Her mission was to get us to space. His was to tell her story on this $1 coin.

Willis Jenkins helped design a $1 U.S. coin commemorating the contributions of Native Americans to the U.S. space program. Photo by Ruby Wallau/Northeastern University

WASHINGTON, D.C.—Willis Jenkins was only 7 years old when he conducted his first electrical experiments. The curiosity he displayed at a young age—using car batteries to power his bedroom, for instance—had caused his mother to make a bold proclamation.

“You know, you’re going to be the first one up there,” she’d say, pointing toward the moon, which in the 1960s was still wholly uncharted. 

Willis Jenkins helped design a $1 U.S. coin commemorating the contributions of Native Americans to the U.S. space program. Photo courtesy of NASA/Bill Ingalls

Jenkins never made it to the moon, but the Northeastern graduate has led a successful career spanning more than two decades at National Aeronautics and Space Administration, first at the Goddard Space Flight Center in Maryland, then at the headquarters in Washington, D.C.

After earning a degree in electrical engineering from Northeastern—which he attended with his now-wife Tina Frizzell-Jenkins, who received her degree in mechanical engineering—he began his career at E-Systems in Virginia. The company, which later became Raytheon Corp., is where both he and his wife completed their co-ops as students at Northeastern.

“The cooperative education makes classroom instruction come to life, and deepened my understanding of electrical engineering,” he says.

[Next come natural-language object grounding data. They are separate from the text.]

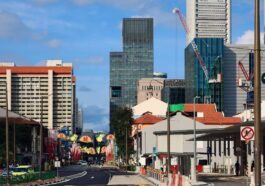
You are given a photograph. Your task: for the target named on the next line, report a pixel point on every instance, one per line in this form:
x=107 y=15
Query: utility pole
x=7 y=144
x=41 y=120
x=257 y=94
x=126 y=141
x=168 y=141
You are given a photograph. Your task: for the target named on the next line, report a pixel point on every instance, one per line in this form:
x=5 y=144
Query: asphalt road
x=95 y=175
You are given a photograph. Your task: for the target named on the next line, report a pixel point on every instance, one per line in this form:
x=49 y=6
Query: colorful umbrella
x=73 y=137
x=103 y=149
x=61 y=136
x=100 y=138
x=110 y=137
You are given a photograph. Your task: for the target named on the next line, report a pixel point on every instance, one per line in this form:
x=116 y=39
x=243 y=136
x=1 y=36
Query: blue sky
x=85 y=31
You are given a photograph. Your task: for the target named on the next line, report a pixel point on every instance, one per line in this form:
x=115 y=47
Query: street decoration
x=100 y=137
x=91 y=150
x=75 y=151
x=86 y=139
x=247 y=133
x=73 y=138
x=61 y=136
x=84 y=149
x=110 y=137
x=103 y=149
x=98 y=150
x=110 y=151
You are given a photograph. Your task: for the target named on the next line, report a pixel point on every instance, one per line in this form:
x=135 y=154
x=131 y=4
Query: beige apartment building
x=27 y=85
x=148 y=88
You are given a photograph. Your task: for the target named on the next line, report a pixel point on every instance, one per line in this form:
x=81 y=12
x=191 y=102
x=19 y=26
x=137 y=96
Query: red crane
x=193 y=44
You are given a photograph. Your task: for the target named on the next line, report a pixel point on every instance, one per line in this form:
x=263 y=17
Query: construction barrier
x=179 y=180
x=156 y=174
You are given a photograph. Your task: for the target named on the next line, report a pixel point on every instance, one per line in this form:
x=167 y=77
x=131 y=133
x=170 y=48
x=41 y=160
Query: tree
x=122 y=119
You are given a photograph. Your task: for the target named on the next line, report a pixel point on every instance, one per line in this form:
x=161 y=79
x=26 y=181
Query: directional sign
x=247 y=133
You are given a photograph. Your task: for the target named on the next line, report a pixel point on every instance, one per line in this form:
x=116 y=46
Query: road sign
x=247 y=133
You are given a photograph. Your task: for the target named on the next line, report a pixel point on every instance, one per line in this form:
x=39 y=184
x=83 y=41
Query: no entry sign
x=247 y=133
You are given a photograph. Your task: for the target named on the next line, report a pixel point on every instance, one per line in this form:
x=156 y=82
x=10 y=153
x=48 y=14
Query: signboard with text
x=247 y=133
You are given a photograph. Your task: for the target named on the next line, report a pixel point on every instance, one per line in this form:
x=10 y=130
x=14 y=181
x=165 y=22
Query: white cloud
x=144 y=8
x=95 y=60
x=54 y=43
x=248 y=37
x=44 y=2
x=13 y=28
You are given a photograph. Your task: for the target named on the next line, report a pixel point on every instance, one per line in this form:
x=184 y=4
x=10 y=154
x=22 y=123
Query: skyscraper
x=209 y=19
x=28 y=86
x=134 y=63
x=210 y=90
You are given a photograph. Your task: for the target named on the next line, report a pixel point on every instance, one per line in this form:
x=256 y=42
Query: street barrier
x=156 y=174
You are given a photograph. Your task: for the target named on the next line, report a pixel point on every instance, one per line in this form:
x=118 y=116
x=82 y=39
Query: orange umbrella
x=85 y=139
x=61 y=136
x=103 y=149
x=110 y=137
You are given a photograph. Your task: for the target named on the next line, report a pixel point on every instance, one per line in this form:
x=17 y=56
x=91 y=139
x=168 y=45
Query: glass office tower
x=174 y=91
x=134 y=63
x=210 y=91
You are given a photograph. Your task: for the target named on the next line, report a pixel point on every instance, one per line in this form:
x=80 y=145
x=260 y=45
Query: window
x=115 y=92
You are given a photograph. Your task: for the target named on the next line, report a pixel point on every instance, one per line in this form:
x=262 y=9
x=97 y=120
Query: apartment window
x=116 y=91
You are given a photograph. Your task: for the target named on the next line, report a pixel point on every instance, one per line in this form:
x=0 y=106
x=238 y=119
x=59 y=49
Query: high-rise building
x=133 y=63
x=211 y=90
x=174 y=91
x=27 y=85
x=235 y=98
x=209 y=19
x=148 y=88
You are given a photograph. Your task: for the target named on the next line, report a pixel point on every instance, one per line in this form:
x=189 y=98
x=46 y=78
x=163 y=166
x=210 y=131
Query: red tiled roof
x=219 y=121
x=148 y=119
x=31 y=70
x=210 y=115
x=209 y=110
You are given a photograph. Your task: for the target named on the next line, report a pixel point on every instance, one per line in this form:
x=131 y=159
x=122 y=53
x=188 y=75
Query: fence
x=30 y=177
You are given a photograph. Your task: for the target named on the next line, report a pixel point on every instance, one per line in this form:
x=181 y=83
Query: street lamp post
x=194 y=176
x=257 y=95
x=7 y=144
x=168 y=141
x=41 y=137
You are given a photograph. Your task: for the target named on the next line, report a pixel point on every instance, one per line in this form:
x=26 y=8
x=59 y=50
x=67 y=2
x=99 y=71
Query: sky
x=83 y=32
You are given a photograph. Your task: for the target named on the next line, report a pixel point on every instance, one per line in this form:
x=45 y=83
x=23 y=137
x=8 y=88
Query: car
x=82 y=162
x=22 y=170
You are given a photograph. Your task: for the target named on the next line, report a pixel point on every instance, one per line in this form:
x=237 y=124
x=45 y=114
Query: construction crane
x=195 y=48
x=245 y=84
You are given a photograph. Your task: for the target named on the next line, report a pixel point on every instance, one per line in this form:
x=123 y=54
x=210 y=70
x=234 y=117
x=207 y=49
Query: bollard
x=252 y=180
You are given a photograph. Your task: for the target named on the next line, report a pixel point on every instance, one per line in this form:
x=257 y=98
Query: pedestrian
x=237 y=168
x=252 y=166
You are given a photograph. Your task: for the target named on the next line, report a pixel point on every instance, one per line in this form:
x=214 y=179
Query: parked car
x=22 y=170
x=82 y=162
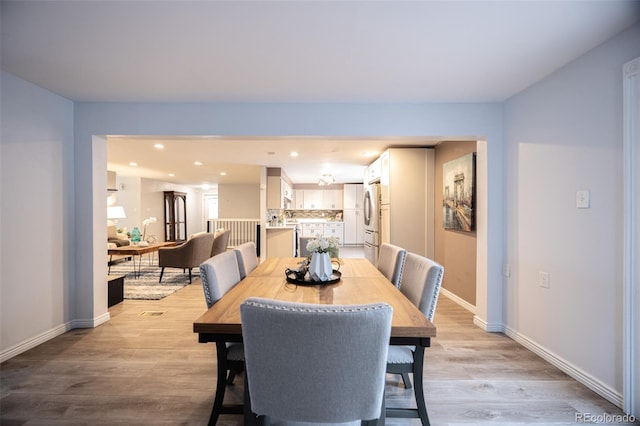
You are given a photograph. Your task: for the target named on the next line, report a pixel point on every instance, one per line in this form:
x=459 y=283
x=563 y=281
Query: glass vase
x=320 y=267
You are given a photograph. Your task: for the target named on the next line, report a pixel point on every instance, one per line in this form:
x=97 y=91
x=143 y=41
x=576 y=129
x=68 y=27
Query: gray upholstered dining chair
x=315 y=363
x=219 y=274
x=420 y=283
x=391 y=261
x=247 y=258
x=188 y=255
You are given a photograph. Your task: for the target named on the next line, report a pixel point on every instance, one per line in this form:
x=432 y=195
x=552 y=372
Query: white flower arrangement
x=324 y=245
x=145 y=223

Jenkins continued working in the private sector in various capacities, including as an electrical systems manager, a production test engineer, and developer of software for mainframe computers.

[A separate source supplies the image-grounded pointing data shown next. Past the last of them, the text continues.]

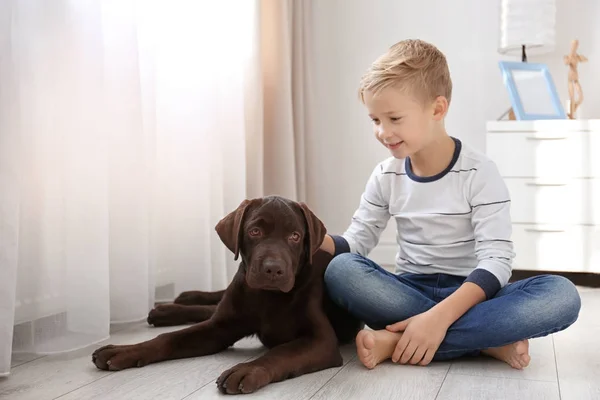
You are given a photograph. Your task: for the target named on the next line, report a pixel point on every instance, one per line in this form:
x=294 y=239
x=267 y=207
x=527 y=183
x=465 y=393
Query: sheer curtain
x=127 y=129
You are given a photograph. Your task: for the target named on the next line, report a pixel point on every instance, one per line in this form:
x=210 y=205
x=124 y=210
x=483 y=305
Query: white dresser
x=552 y=170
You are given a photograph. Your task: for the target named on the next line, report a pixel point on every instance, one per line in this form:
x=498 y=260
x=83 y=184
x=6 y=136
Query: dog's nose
x=273 y=268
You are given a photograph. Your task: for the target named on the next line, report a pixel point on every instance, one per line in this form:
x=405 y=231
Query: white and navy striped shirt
x=456 y=222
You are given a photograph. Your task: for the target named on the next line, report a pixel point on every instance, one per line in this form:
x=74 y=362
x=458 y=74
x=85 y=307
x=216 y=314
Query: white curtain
x=127 y=129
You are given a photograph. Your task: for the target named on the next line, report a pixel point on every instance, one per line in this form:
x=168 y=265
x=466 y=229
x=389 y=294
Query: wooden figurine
x=572 y=60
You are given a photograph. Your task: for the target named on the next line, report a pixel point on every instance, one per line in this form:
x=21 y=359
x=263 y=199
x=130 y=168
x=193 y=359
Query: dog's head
x=274 y=237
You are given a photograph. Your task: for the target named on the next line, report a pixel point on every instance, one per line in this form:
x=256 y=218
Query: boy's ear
x=440 y=108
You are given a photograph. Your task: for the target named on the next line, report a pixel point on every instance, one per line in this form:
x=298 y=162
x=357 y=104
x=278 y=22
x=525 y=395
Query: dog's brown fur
x=277 y=294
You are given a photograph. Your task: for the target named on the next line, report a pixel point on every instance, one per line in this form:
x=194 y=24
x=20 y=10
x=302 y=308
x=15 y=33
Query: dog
x=277 y=294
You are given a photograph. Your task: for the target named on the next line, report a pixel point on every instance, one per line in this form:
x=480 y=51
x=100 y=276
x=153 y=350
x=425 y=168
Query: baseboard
x=586 y=279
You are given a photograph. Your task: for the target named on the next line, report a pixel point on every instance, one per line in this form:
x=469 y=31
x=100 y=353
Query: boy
x=450 y=296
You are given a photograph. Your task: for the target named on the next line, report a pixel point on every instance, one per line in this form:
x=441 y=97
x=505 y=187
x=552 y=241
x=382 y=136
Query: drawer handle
x=546 y=137
x=546 y=184
x=549 y=230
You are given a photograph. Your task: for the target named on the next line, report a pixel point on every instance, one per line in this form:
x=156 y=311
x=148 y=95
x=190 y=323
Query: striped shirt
x=456 y=222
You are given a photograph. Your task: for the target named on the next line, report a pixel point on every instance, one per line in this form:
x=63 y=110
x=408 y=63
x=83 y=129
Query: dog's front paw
x=167 y=315
x=190 y=298
x=116 y=358
x=243 y=378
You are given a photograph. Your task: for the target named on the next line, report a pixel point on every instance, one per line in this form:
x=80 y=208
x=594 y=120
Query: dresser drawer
x=556 y=248
x=554 y=200
x=551 y=154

Since 2003, he has overseen the Explorer Program at NASA, one of the agency’s oldest initiatives focusing on scientific investigations from space. But Jenkins says one of his proudest accomplishments was helping to design a $1 coin celebrating the contributions of American Indians to the space program. 

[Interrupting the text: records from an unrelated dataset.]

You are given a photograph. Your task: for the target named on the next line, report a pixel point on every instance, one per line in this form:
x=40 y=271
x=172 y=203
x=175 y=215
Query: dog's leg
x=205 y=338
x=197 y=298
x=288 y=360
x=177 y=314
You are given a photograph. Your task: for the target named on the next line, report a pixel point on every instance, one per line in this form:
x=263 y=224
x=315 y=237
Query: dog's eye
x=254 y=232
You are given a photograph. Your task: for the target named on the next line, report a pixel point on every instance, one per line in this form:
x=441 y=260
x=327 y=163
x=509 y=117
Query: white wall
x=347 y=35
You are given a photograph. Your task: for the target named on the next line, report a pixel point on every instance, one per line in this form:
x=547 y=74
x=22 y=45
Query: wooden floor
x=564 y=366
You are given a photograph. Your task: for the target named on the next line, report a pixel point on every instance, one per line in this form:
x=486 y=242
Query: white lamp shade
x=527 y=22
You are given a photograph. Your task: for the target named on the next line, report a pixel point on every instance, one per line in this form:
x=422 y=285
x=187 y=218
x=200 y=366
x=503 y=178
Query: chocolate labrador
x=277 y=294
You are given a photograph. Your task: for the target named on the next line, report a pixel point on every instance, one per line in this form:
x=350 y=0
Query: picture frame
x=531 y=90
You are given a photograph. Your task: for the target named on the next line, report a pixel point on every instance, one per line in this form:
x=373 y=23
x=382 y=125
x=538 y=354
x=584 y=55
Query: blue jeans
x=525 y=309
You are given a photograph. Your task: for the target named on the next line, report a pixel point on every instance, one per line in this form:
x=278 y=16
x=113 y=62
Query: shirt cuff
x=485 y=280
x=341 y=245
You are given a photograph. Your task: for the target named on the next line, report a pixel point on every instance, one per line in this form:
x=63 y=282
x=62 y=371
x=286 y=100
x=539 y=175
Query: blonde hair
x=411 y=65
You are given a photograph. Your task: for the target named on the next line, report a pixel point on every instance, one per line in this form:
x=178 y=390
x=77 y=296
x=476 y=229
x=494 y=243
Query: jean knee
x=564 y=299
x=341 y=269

The 2019 commemorative coin features Mary Golda Ross, believed to be the first Native American woman to work as an engineer, on the reverse side. The obverse retains the rendition of Sacagawea, the Shoshone woman who was an interpreter on the Lewis and Clark expedition.

Ross, who died in 2008 at 99, was of Cherokee descent and worked for Lockheed Corp., where she was one of the 40 founding engineers of the renowned and highly secretive Skunk Works project. 

“She was the only female and Native American within the Skunks group,” Jenkins says. “I tend to call her the ‘hidden figure’ of Native Americans, like Katherine Johnson was for African Americans.”

The coin features a rendition of Sacagawea, the Shoshone woman who was an interpreter on the Lewis and Clark expedition, on one side, and Mary Golda Ross, believed to be the first Native American woman to work as an engineer, on the reverse. Photo by Ruby Wallau/Northeastern University

 

Jenkins was tasked with figuring out a mathematical equation that would best represent Ross’ background as a mathematician and space pioneer. The more he learned about her trailblazing path and historical contributions, the more he felt a connection with Ross, partly because of his own family history. Jenkins, too, has Native American ancestry—especially on his father’s side.

“My father always told of his Cherokee descent and I had been doing a lot of research on my own family tree,” Jenkins says. “I’ve got several generations but [it’s difficult] to pinpoint and say, ‘That person was Cherokee,’ knowing the history of the Cherokee nation, the Trail of Tears, and what happened to the Cherokee losing their heritage.”

The equation depicted on the coin is a combination of different formulas Ross used to send a rocket to space. It is the formula for escape velocity, the minimum velocity an object must have in order to escape the gravitational field of the Earth—in other words, escape the Earth without ever falling back.

Pinning down the formula was not easy, and required Jenkins to work long hours solving different equations with the aid of only a calculator. Nevertheless, it was an improvement over the slide rule, a mechanical analog computer that Ross used in the 50s and 60s. Jenkins said that it was important for him to recreate her process, and thus “walk in her shoes” by calculating the formula himself.

“The formula that’s on the coin now, as I put it in layman’s terms, gives you the energy that you need to utilize to leave the Earth’s atmosphere and be able to go to a planet,” Jenkins says.

Jenkins views his work on the coin as one of the greatest accomplishments of his career. He takes pride in knowing that because it is both currency as well as a collector’s item, the coin will long outlive him.

“I wouldn’t have ever imagined, even when I was younger, to have been involved and worked on a coin that I can turn around and say, ‘This is my legacy,’” he says. “It might not have my initials on it, but I have a formula and a story to go with it.”